From morning until far past moonlight, young people, old people, visitors from the capitals of Europe as well as the small towns of
America gather here to enjoy the sidewalk cafes and restaurants of Las Olas.
Given its weather, one might assume that dining and entertainment al fresco has been a fixture in South Florida. In fact, it has only
been recently that locals and visitors in Fort Lauderdale have adopted a lifestyle that Europeans have thrived on for generations.
O'Hara's Pub, with its nightly jazz entertainment, and Sidewalk Café began the trend on Las Olas. Shortly after, others followed
suit, like Mangos which offers a perfect viewing spot to watch the parade of shoppers, window watchers and boulevard strollers.

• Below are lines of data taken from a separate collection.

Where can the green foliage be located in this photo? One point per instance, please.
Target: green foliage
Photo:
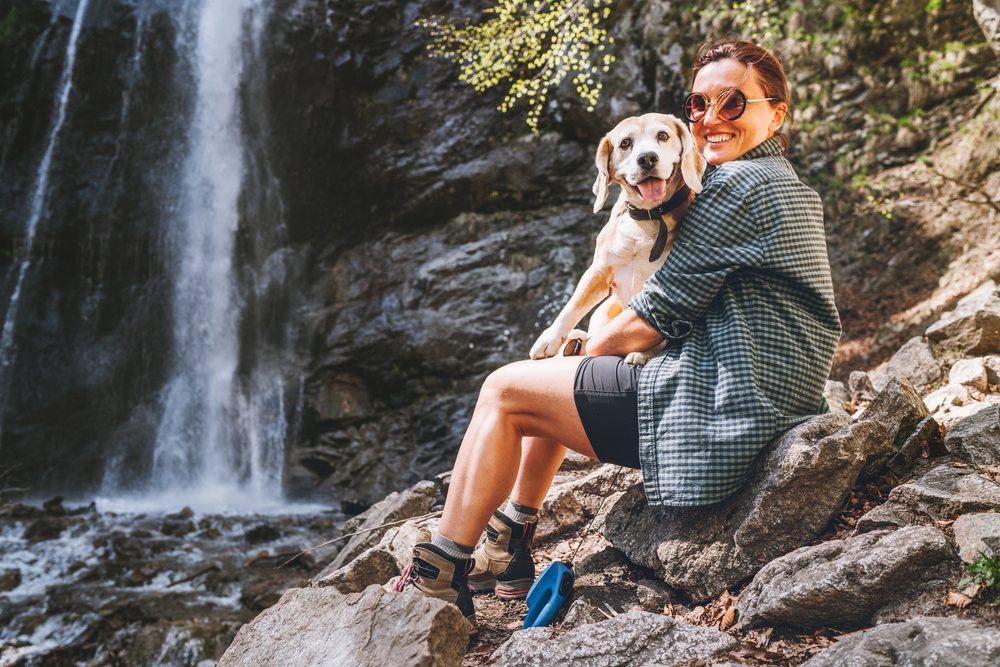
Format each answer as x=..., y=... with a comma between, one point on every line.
x=529, y=46
x=985, y=570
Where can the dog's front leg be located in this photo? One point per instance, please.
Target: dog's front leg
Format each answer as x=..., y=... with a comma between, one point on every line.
x=593, y=286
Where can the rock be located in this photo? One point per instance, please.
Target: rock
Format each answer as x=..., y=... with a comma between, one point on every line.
x=397, y=506
x=940, y=495
x=921, y=642
x=861, y=387
x=319, y=626
x=374, y=566
x=796, y=486
x=840, y=583
x=969, y=373
x=974, y=326
x=837, y=396
x=977, y=437
x=915, y=362
x=899, y=409
x=571, y=504
x=10, y=579
x=926, y=440
x=632, y=638
x=581, y=612
x=976, y=535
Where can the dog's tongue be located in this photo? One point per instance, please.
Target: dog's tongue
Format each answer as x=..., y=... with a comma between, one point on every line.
x=652, y=189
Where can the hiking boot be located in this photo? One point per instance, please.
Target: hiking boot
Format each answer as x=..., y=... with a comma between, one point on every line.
x=503, y=560
x=438, y=575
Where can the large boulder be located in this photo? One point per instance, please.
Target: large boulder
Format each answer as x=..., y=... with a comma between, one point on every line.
x=371, y=525
x=941, y=495
x=313, y=627
x=974, y=326
x=634, y=638
x=840, y=583
x=920, y=642
x=796, y=486
x=977, y=437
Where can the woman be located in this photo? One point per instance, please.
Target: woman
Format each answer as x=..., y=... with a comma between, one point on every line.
x=746, y=302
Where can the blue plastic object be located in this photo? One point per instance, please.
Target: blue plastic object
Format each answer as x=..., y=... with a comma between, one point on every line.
x=548, y=594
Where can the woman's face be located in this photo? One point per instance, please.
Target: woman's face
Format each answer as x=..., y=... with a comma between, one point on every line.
x=721, y=140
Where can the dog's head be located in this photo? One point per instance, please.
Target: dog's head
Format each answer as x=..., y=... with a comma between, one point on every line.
x=648, y=156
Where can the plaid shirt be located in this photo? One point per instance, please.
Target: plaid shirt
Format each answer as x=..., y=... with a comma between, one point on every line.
x=746, y=299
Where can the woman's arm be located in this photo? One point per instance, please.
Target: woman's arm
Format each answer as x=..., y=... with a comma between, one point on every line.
x=625, y=333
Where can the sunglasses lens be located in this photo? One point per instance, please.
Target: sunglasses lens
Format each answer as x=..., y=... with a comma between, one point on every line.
x=732, y=106
x=695, y=107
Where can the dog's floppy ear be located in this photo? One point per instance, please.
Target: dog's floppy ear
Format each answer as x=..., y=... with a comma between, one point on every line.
x=692, y=162
x=603, y=162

Indoors or out, Las Olas Boulevard has a restaurant to treat any taste and a cuisine to please any palate. The boulevard is the home
of Mark's Las Olas, featuring the trendsetting 'Floribbean' cuisine of award-winning South Florida chef Mark Militello. Contributing
to the continental ambiance are Brasserie, Jackson's, Le Café de Paris, Las Olas Café, La Bonne Crepe Café and The French Quarter,
while Timpano satisfies the appetites of diners yearning for Italian and Samba Room specializes in Latin dishes. For those with a yen
for Japanese cuisine -- raw or cooked -- the Japanese Village offers a variety of fine dishes just like Mama-san used to make. Man
does not live by vinegared rice alone, so for a meal with a taste a little closer to home, Cheeburger, Cheeburger offers that most
American of sandwiches along with a selection of traditional accompaniments like fries, onion rings and milk shakes. Or stop into
Café Europa for a refreshing iced cappuccino and dessert.
From classy thrift shops to designer fashions, the shopping scene is another major reason Las Olas has become South Florida's newest
old place to be. While many of the "shops of Las Olas" offer the very latest in men's and women's fashions, such as Moda Mario for
men and Zola Keller for women, the boulevard also offers antique shops that feature everything from collectibles to investment-
quality pieces; art galleries, including the New River Gallery, Call of Africa, and Shades of Light Gallery, feature subjects ranging
from wildlife to one-of-a-kind lamps to fine examples of Haitian and African art.